Earlier this week, China held a three-ship naval exercise in the Indian Ocean, conducting a series of exercises including combat simulations. According to the Associated Press, the task force then sailed through to the western Pacific by way of the Lombok Strait near Indonesia’s Bali island, approaching the Philippines. Before conducting a five-day exercise in the Indian Ocean, the ships had additionally patrolled the James Shoal, which is currently disputed between China and Malaysia (although Malaysia military officials are reportedly disputing the idea that China patrolled the area in late January).
The task force consisted of the Changbaishan–China’s largest amphibious landing ship–and two destroyers–the Wuhan and Haikou. According to Chinese state broadcaster CCTV, the ships carried out counter-piracy, search and rescue, and damage control drills. The ships eventually left the Indian Ocean to continue their drills in the Western Pacific Ocean. The Changbaishan is one of the more advanced ships in the PLAN’s fleet and is capable of launching helicopters and amphibious landing craft.
China has conducted naval drills in the Indian Ocean in the past but has generally focused on restricting these to its western waters, by the Gulf of Aden. For example, an exercise in August 2013 saw the U.S. and Chinese navies jointly practice counter-piracy operations in the Gulf of Aden which is generally a hot region for pirates based off the Horn of Africa.
These exercises by contrast are potentially far more provocative for India, Australia, and ASEAN states (even though Southeast Asia isn’t bereft of pirates by any means). For India, a Chinese approach in the eastern Indian Ocean raises anxieties about the reach of China’s navy. India regards the eastern Indian Ocean–the space between the Andaman and Nicobar Islands and Sumatra–as its domain. Any Chinese exercises in this area, particularly combat simulations, will not be taken lightly by New Delhi.
Australia is generally content to accept the Indonesian archipelago as a comfortable buffer zone from the busy sea lanes of the South China Sea. By way of this exercise, China demonstrates an operational ability in Australia’s northern waters which could have implications for Australia in the future. Rory Medcalf of the Lowy Institute, an Australian think-tank, notes that “the precise strategic implications of the Chinese navy’s newly-demonstrated ability to operate in Australia’s northern approaches are open to debate.”
For China, the exercises make perfect sense in its bid to field a blue-water navy capable of operating outside China’s proximate waters. Medcalf notes that while these exercises will surely spook some observers in the region, there is “nothing illegal or fundamentally hostile about what the Chinese navy has just demonstrated.”
Indian observers appear to be more concerned by the exercise. One Indian commentator, Srikanth Kondapalli, notes that the exercise sends a signal to India that China “can come closer to the Andaman & Nicobar joint command through Lombok, and not just through Malacca.” He additionally notes that China could be testing the waters in the eastern Indian Ocean, including its ability to operate some distance away from its bases in the region.
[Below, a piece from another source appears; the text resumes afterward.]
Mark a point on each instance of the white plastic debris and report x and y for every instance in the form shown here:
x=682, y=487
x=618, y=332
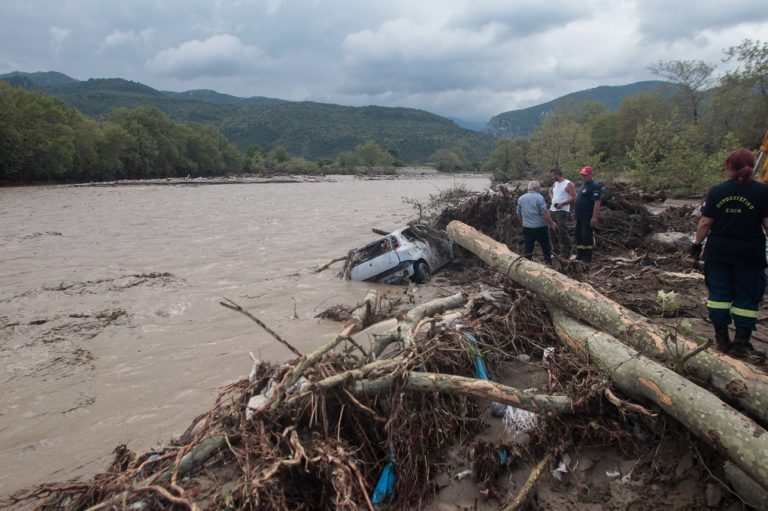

The Hindu’s Ananth Krishnan notes that the exercises could also reflect China’s desire to hedge its reliance on the Strait of Malacca–a major waterway for Middle Eastern oil and other imports. 80 percent of China’s fossil fuel imports travel via the strait. Beijing has already invested heavily in Pakistan, Myanmar, and Bangladesh to better connect itself with the Indian Ocean. Generally speaking, China hasn’t seen the less-trafficked straits of Lombok, Sunda, and Makassar to the south as vital to its so-called “Malacca dilemma,” but this could be changing.